C’est la barbarie en effet, à son sens le plus commun et le plus fort, qui règne ici. Ce type d’individu, alors même qu’il vit dans une fourmilière humaine, n’a pas de sens social, ni de repères, ni de règles, ni de morale : il ne connaît et ne reconnaît d’autre référentiel que lui-même. Il se construit un code des lois dont il est le pivot, et règne sur son territoire, délimité par l’espace à l’intérieur duquel il est capable de l’imposer par la force. La perspective de la vie en société, où l’Etat possède le monopole de la violence légitime, est renversée : ce bonhomme se donne rang d’Etat en légitimant sla violence par le fait que c’est lui qui tape le plus fort.

Il n’y a rien d’odieux, ni de réactionnaire à se sentir insulté : c’est un droit, et de toute façon, on n’y peut rien. Autant interdire d’éprouver de la douleur quand on frappe une partie du corps plutôt qu’une autre. On ne peut pas davantage, cette fois-ci au sens de : on n’a pas le droit, d’interdire à l’insulté d’exprimer son ressenti. Ce serait la porte ouverte à l’intrusion dans la dignité, dans l’intégrité morale et mentale de chaque citoyen, de l’arbitraire le plus brutal et le plus cynique : « tu n’as pas le droit de juger ceci important, c’est une loi ». Tout se joue après : dans la réaction à l’insulte, celle-ci fût-elle bête, violente, ou même barbare et illégale. La loi française réprime l’insulte publique. Ce qui signifie que primo, elle est considérée comme socialement inacceptable, et secundo, qu’il existe des réponses socialement acceptables. Ce sont même, Dieu merci, les plus communes. Protester par voie de presse, contre-attaquer sur le même ton, voire faire appel à la justice, et se soumettre à son verdict. Enfin, il existe ce truc assez incroyable qui s’appelle le pardon.

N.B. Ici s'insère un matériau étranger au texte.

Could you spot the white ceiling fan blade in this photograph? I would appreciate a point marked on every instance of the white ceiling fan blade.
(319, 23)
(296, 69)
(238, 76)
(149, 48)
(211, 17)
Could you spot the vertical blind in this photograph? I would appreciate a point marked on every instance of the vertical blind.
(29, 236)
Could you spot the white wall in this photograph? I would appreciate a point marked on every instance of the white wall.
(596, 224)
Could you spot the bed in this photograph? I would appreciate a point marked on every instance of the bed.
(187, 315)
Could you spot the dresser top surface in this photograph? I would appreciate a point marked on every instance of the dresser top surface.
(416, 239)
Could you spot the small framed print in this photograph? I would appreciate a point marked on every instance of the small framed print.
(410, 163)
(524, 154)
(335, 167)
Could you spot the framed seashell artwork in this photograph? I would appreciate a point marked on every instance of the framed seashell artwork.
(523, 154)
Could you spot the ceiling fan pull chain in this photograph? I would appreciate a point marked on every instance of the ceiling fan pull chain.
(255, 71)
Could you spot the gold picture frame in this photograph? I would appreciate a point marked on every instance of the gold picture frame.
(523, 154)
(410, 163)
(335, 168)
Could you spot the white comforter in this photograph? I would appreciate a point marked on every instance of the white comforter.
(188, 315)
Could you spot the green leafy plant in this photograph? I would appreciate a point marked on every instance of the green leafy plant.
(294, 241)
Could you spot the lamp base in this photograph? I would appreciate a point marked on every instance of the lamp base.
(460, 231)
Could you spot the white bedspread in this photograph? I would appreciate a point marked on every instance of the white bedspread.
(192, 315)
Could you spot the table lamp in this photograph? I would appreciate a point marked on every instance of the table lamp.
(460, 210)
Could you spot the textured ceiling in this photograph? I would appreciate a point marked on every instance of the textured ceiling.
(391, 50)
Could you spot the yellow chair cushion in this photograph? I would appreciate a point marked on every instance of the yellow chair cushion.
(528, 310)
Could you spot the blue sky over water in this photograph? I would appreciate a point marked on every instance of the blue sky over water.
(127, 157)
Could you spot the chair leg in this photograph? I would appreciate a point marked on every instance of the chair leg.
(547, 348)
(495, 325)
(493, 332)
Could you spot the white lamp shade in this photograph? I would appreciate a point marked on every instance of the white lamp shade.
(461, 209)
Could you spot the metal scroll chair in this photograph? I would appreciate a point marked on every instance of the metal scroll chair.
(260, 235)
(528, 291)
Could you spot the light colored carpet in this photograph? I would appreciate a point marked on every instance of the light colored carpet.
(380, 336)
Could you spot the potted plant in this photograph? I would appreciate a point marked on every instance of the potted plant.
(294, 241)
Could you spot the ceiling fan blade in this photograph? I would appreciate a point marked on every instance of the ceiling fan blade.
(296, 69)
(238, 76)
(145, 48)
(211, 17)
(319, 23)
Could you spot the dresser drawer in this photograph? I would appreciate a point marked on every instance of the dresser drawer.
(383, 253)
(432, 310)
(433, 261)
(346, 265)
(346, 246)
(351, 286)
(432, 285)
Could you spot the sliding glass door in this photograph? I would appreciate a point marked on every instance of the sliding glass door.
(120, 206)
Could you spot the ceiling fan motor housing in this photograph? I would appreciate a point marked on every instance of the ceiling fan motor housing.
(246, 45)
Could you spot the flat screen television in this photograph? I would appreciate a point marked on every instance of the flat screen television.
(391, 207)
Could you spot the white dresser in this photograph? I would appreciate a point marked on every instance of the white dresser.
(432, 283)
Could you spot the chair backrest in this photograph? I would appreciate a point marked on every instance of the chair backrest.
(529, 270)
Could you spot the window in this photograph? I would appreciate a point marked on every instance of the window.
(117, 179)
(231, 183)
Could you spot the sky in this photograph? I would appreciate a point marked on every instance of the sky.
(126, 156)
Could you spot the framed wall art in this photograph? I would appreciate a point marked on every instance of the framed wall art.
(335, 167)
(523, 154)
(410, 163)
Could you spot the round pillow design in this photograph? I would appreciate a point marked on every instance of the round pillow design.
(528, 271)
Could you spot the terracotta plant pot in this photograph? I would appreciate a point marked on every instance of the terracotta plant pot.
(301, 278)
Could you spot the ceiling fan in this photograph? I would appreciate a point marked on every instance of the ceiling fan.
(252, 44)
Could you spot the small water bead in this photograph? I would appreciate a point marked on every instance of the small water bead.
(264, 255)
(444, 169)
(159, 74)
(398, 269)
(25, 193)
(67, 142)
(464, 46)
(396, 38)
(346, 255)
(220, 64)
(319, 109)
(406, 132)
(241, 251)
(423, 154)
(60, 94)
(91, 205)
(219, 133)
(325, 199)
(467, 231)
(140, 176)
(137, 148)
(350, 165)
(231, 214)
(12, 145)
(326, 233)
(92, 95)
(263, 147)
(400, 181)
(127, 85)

Ces règles du jeu intégrées, on peut bel et bien légaliser le fait de rire de tout, sans risquer de recevoir ni de tirer une balle dans la tête. Mais en arrière-plan, pour que ce modèle bien banal fonctionne, il faut, on l’a vu, que l’individu ne soit pas uniquement autodéterminé, déconnecté de l’autre comme autre soi-même. Il faut qu’il existe, enracinée sur ce dernier point, une structure, un corpus commun qu’on appelle parfois la common decency. C’est elle qui fait que vous n’allez pas tuer celui qui aura calomnié votre foi de la manière la plus ordurière, par exemple, mais aussi que le « celui » en question a peu de chances d’exister. Non parce qu’il a peur, encore moins parce que c’est interdit, mais parce que blesser les gens sous prétexte de rire, il trouve ça bête et méchant, et ça ne lui dit rien. Structurés dans notre humanité, nous n’aurions pas peur. Nous n’aurions presque aucun risque de croiser, au coin de la rue, un barbare. Nous avons réclamé tous les droits. Pas de chance, nous sommes tombés dans un monde plein d’autres hommes qui revendiquent les mêmes, et qui en usent au pied de la lettre, les vilains pas beaux !

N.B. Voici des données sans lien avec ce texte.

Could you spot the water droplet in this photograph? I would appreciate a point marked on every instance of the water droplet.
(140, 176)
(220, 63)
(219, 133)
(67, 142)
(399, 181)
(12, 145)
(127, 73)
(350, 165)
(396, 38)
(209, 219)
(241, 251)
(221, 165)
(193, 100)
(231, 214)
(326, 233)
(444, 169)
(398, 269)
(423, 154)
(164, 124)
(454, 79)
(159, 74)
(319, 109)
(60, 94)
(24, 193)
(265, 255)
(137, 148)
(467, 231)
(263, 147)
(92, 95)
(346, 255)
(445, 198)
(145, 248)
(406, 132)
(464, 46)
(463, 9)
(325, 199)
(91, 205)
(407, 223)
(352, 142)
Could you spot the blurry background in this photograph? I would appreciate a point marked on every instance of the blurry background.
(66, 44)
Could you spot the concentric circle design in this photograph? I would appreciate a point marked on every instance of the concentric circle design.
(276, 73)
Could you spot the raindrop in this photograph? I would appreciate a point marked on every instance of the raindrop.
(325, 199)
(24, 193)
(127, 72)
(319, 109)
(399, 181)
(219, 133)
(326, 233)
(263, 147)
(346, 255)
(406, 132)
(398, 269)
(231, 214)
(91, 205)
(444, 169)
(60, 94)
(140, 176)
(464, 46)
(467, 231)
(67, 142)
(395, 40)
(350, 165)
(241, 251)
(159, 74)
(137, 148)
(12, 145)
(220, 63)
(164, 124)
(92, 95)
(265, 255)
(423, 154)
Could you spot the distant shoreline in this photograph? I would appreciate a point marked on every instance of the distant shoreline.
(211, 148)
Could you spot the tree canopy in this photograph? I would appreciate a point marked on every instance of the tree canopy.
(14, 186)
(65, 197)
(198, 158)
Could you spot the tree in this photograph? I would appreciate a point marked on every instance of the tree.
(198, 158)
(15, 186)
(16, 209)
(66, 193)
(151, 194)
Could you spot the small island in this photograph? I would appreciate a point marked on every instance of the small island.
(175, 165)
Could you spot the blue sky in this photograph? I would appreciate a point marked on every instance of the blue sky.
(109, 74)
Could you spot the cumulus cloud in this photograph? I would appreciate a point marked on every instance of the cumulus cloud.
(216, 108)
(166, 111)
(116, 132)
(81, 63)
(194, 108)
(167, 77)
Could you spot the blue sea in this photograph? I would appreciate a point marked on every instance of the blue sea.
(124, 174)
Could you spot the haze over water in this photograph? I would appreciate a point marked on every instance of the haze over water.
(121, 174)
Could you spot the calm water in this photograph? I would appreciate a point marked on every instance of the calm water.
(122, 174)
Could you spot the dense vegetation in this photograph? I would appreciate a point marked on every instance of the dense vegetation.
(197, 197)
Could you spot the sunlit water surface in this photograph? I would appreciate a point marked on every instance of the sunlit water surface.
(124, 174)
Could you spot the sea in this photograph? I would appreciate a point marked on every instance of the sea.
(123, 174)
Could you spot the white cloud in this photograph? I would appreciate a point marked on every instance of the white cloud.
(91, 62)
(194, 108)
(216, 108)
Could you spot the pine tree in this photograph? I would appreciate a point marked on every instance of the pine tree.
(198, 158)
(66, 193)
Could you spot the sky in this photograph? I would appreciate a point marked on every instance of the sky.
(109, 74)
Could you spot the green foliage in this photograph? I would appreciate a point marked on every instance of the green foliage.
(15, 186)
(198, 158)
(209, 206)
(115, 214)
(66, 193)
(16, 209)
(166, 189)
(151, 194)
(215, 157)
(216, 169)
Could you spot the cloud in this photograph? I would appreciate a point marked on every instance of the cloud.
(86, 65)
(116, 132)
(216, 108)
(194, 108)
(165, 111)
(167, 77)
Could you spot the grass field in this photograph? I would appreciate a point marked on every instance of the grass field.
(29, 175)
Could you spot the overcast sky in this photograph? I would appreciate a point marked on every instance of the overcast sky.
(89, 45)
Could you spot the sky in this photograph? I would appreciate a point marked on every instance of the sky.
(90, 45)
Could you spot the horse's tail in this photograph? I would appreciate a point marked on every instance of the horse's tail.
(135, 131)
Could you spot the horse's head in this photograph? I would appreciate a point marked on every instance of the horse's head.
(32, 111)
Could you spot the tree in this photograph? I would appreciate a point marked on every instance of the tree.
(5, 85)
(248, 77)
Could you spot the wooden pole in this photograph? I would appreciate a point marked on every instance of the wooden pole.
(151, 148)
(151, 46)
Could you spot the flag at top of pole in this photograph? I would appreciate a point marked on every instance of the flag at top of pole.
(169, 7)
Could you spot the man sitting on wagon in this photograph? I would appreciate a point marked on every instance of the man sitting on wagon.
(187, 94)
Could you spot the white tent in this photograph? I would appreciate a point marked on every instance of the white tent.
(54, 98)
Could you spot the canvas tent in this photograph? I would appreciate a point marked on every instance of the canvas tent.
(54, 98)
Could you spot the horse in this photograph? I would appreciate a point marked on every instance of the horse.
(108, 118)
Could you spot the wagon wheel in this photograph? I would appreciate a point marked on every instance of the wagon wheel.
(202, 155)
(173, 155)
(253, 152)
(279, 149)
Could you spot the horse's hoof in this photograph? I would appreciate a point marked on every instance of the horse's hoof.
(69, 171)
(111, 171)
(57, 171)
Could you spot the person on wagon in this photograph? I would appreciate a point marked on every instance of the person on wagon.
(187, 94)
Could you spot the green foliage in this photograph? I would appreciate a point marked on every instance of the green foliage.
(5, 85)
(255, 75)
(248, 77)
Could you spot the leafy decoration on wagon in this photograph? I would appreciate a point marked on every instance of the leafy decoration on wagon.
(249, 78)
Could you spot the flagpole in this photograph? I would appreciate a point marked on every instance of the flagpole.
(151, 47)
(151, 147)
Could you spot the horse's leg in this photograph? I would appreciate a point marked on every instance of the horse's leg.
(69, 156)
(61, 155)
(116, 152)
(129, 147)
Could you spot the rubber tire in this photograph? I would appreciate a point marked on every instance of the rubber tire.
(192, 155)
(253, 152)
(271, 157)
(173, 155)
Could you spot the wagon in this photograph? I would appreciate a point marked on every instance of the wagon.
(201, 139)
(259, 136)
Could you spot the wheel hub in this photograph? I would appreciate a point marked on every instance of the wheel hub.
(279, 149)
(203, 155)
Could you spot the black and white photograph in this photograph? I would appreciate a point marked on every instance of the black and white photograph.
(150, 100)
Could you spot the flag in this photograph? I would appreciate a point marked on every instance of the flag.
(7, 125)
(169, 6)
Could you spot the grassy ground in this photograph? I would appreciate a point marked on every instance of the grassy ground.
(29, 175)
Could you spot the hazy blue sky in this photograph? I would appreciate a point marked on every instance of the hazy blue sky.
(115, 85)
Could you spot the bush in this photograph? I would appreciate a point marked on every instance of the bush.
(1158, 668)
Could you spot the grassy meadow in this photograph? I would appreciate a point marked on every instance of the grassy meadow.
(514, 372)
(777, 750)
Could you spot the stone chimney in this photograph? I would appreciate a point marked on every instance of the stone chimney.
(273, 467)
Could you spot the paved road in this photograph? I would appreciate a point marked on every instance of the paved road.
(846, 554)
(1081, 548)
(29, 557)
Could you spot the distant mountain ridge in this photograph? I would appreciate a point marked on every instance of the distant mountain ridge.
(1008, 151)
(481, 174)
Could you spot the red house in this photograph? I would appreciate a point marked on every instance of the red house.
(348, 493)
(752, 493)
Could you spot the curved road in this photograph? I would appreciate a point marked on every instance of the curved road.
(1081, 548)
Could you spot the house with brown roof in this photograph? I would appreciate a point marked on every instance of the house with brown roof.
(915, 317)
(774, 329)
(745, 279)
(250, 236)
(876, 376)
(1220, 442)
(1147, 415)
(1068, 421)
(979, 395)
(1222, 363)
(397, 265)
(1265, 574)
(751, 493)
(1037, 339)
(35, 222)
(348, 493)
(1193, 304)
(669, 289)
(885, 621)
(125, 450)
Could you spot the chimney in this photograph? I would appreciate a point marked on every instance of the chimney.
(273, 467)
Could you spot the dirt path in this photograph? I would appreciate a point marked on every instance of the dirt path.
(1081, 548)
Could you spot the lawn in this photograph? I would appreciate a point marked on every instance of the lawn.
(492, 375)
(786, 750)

Cette structure, on n’a de cesse de la dénoncer juste parce que c’en est une, de l’appeler ordre moral, morale judéo-chrétienne archaïque et liberticide, chaque fois qu’elle ose lever un doigt contre un de nos petits désirs, pour risquer que quelque chose ne se fait pas, par exemple parce que ça provoque la souffrance et que faire souffrir l’autre ne se fait pas. Quitte ensuite à la convoquer au galop, rebaptisée cette fois-ci morale républicaine ou attachement à nos valeurs communes de vivre-ensemble, quand c’est l’autre qui a eu l’outrecuidance de s’en affranchir à nos dépens. Nous avons trop longtemps joué aux pyromanes. Ben oui, il y a le feu maintenant. Etonnant, non ?

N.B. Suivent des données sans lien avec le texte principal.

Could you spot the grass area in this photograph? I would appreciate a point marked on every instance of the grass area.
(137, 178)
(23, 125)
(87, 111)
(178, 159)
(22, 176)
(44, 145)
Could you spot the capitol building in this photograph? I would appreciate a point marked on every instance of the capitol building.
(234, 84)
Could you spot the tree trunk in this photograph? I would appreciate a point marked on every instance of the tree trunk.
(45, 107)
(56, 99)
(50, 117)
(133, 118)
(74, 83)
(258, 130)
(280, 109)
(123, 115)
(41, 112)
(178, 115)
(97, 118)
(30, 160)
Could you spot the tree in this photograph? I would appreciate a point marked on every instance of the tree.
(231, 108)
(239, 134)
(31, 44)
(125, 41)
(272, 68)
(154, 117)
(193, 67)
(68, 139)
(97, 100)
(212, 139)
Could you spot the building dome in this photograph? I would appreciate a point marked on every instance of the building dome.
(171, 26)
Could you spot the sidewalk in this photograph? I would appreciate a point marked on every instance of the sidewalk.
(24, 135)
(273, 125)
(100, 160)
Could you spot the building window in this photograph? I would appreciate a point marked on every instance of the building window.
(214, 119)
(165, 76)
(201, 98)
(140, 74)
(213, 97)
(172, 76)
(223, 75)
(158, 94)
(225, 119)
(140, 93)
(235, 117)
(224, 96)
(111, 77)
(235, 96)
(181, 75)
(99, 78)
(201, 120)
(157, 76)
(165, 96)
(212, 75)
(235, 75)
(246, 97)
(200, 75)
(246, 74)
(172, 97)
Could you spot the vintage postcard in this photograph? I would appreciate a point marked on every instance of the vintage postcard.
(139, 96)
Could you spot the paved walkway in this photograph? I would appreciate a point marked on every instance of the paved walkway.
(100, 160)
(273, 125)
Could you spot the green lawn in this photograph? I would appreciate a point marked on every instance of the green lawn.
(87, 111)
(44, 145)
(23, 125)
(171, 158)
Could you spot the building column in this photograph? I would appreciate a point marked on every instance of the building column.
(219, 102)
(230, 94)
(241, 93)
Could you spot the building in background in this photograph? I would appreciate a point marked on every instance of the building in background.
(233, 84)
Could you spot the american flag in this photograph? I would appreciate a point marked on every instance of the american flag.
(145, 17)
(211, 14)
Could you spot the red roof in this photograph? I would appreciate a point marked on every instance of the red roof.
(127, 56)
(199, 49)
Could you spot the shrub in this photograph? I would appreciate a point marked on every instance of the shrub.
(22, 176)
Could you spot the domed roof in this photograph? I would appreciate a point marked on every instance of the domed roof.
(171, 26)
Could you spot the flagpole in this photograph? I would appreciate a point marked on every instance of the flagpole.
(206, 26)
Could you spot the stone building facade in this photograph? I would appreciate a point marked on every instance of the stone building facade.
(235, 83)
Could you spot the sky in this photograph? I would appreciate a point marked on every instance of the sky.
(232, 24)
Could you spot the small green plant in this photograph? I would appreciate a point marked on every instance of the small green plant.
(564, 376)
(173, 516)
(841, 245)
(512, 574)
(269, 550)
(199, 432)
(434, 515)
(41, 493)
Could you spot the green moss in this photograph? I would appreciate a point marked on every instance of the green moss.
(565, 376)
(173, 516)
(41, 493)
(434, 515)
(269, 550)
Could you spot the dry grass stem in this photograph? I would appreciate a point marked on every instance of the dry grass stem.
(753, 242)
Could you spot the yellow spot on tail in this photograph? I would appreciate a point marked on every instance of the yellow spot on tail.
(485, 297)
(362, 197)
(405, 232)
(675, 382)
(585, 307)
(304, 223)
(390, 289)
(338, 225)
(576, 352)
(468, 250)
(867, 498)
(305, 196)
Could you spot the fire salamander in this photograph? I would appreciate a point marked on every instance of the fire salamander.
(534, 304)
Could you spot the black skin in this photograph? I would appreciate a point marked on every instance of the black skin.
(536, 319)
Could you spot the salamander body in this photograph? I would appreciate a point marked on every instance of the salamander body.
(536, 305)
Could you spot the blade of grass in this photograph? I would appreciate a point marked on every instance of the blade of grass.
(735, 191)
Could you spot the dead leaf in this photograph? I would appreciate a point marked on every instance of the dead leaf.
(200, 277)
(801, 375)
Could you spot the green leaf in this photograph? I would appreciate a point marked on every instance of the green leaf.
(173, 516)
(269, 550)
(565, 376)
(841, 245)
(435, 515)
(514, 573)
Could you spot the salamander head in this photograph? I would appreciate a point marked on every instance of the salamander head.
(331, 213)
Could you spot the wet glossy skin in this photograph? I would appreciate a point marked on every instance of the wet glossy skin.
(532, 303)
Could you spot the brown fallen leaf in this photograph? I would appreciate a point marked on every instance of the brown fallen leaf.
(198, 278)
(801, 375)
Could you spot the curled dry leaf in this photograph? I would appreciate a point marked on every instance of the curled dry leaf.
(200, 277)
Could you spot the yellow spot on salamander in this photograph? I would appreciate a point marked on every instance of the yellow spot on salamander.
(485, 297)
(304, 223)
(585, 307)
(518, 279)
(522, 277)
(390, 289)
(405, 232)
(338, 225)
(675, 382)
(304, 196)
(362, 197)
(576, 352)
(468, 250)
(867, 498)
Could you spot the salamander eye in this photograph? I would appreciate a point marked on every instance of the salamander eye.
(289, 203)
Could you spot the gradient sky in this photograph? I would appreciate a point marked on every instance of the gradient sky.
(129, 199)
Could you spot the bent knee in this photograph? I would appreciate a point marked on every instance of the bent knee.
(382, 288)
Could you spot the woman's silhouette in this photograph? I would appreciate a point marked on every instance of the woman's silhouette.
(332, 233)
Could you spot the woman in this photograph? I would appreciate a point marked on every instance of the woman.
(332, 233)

Cette « morale », même réduite au plus basique, ne se décrète pas par un arsenal législatif. On peut le faire, sauf que ça ne sert à rien, surtout quand on la démolit 364 jours par an avant de pleurnicher le 365e que l’autre nous a collé une beigne et que c’est mal. Et là, il y a un truc auquel on ferait bien de penser, si on ne veut pas continuer à voir surgir de partout des espèces de petites seigneuries, grandes comme deux baskets et une casquette, qui tentent de faire la loi autour d’elles. On pourra toujours les combattre et crier notre fierté de faire la guerre. Elles repousseront comme la renouée du Japon. Cette structure, elle s’enseigne, elle se professe, elle se promeut, elle s’applique, dans tous nos rapports humains. Sinon, elle n’est que maison de paille.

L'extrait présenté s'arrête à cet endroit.